Oil Filter Wrench
Using rubber bands or automotive wrenches to get your oil filter off is a pain in the ass and it damages the filter. Motorcycle-specific filter tools are plentiful and cheap.
Torx and Allen Wrenches
Due to advanced torque specs, for the past decade or so bikes have been employing both Torx and Allen bolts. In short, you can’t work on your bike without owning these.
We all know V-twin motorcycles shake like hell. If you don’t use red and blue thread locker where needed, shit is going to fall off of your bike when you least expect it.
Wiring problems always arise on motorcycles, so it’s always handy to have a cheap soldering iron stowed away for when the lights go out.
10mm 12-Point Wrench
Any newer Harley uses 10mm 12-point metric bolts to secure the calipers to the bike. Do yourself a favor and add either a socket or open-end wrench to your toolbox before you ever need it.
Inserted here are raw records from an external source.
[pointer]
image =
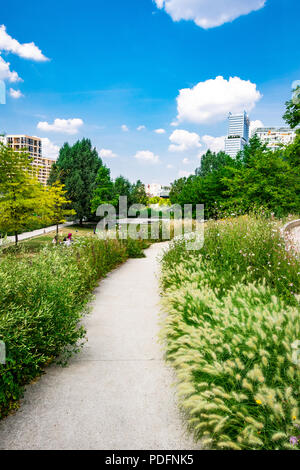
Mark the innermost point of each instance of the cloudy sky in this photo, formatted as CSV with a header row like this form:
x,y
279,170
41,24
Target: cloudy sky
x,y
150,82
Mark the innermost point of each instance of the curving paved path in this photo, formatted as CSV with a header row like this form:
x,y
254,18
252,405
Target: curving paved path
x,y
295,237
117,394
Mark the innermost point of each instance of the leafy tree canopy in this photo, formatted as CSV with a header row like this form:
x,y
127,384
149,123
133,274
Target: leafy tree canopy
x,y
77,168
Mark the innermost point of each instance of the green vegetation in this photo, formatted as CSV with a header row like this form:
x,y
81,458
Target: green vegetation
x,y
42,301
232,317
257,178
292,114
25,204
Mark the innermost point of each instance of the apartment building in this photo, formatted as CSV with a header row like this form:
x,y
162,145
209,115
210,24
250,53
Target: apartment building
x,y
238,133
33,145
274,137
All bikes come slathered with thread locker and by adding a little heat via this Bernz-o-Matic torch, those frozen nuts and bolts will break free in no time.
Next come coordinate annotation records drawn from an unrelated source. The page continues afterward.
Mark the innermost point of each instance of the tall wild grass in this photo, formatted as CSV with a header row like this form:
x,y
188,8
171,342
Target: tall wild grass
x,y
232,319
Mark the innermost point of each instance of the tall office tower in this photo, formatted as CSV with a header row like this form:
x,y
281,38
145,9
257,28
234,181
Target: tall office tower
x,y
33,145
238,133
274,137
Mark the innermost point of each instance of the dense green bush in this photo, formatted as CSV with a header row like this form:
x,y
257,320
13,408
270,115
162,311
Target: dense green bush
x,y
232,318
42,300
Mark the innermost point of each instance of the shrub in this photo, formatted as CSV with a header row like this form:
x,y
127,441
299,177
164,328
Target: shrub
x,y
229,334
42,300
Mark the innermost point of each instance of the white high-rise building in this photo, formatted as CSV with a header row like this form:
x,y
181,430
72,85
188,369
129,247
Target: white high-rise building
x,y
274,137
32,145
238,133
When your bike won’t start or your lights go out, always look to the fuses first. Fuses are cheap insurance and always come in handy.
When trying to figure out what wire goes where or why something isn’t getting an electrical charge to it, instead of guessing, get a test light and find out correctly.
Getting proper torque is much more than just tightening down a nut or bolt. It ensures that the proper amount of tension is being applied to the fastener, yet doesn’t harm either the bolt or what it is being threaded into. Shearing bolts due to brute force is an expensive venture.
A simple $100 bike jack can keep your bike from falling over on you while wrenching on it. It also comes in handy when cleaning the bike since you can get the wheels off of the ground and spin them around.